Let me defend my specific claim that the SCHED_DEADLINE admissions tests is not useful for many users. An admissions test is useful in an "open system," where the sysadmin (or system designer) cannot predict or control what what is run under the SCHED_DEADLINE policy. If I had to guess at who could benefit from an open linux-rt system, I would guess multi-media and gaming. Contrast this with a "closed system," where the sysadmin/system-designer controls everything that runs on the system. Who are these users? Robots (including autonomous vehicles), high-frequency trading systems, and I would argue pro-audio tools. Admissions tests are less useful in a closed system because the system-designer can account for CPU requirements ahead of time. After all, they already know enough about their execution time requirements provide execution-time parameters to SCHED_DEADLINE. In short, there is no need for an admissions test in a closed system. And this is where it gets in the way of more robust real-time scheduling: Linux could support a flavor of mixed-criticality scheduling if it did away with the admissions test that no one is really using!

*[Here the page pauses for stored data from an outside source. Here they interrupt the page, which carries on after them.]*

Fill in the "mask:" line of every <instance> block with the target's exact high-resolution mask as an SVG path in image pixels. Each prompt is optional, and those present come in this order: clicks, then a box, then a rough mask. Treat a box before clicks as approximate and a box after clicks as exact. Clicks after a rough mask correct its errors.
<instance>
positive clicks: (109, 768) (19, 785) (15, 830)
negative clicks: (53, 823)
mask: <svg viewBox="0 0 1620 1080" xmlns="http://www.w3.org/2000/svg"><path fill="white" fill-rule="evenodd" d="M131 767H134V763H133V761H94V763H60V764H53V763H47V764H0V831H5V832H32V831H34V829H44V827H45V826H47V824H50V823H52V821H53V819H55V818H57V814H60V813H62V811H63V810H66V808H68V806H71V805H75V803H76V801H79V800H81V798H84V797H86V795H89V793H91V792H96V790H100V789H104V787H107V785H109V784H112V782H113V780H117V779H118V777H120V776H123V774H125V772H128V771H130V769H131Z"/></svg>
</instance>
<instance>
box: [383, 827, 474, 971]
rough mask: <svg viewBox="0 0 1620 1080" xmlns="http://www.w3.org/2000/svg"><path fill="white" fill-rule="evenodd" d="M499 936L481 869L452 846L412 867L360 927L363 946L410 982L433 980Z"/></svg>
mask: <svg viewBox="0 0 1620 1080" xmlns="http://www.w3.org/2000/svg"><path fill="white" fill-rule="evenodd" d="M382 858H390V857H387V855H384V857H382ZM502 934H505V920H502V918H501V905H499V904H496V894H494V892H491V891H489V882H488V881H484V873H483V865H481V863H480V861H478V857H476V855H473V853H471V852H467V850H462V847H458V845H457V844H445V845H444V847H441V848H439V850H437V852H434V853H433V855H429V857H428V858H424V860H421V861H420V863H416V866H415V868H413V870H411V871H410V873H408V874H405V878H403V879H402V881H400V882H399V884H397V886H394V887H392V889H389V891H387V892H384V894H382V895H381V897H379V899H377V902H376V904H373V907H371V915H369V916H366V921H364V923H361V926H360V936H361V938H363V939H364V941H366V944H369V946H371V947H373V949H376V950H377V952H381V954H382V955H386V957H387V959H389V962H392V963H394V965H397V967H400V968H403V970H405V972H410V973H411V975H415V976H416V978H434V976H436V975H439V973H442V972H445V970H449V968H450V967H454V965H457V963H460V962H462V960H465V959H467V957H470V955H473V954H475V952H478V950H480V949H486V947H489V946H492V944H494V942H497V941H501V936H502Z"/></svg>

Please note that elimination of the admissions test does not mean eliminating budget enforcement. Budget enforcement can still be used to isolate run-away threads.

A realtime developer's checklist

Posted Nov 17, 2020 16:21 UTC (Tue) by Jonno (subscriber, #49613) [Link]

> We can't do this today with the current Linux scheduler, since SCHED_DEADLINE preempts SCHED_FIFO. This could be done if we were able to reorder the relative priority of the scheduling classes, or simply let SCHED_FIFO preempt SCHED_DEADLINE. This would weaken (violate) the SCHED_DEADLINE admission test guarantees, but I find this feature less compelling than support for a flavor of mixed-criticality.

In an ideal world, the scheduler would be able to tell whether it would be possible to meet all deadlines even if no SCHED_DEADLINE tasks gets scheduled until the next scheduler tick, and if so give priority to SCHED_FIFO, while still giving priority to SCHED_DEADLINE when necessary to meet deadlines.

Unfortunately that would require doing admission control every time the scheduler has to pick a task (rather than just when changing the scheduling policy of a task) which would probably have a prohibitively high overhead.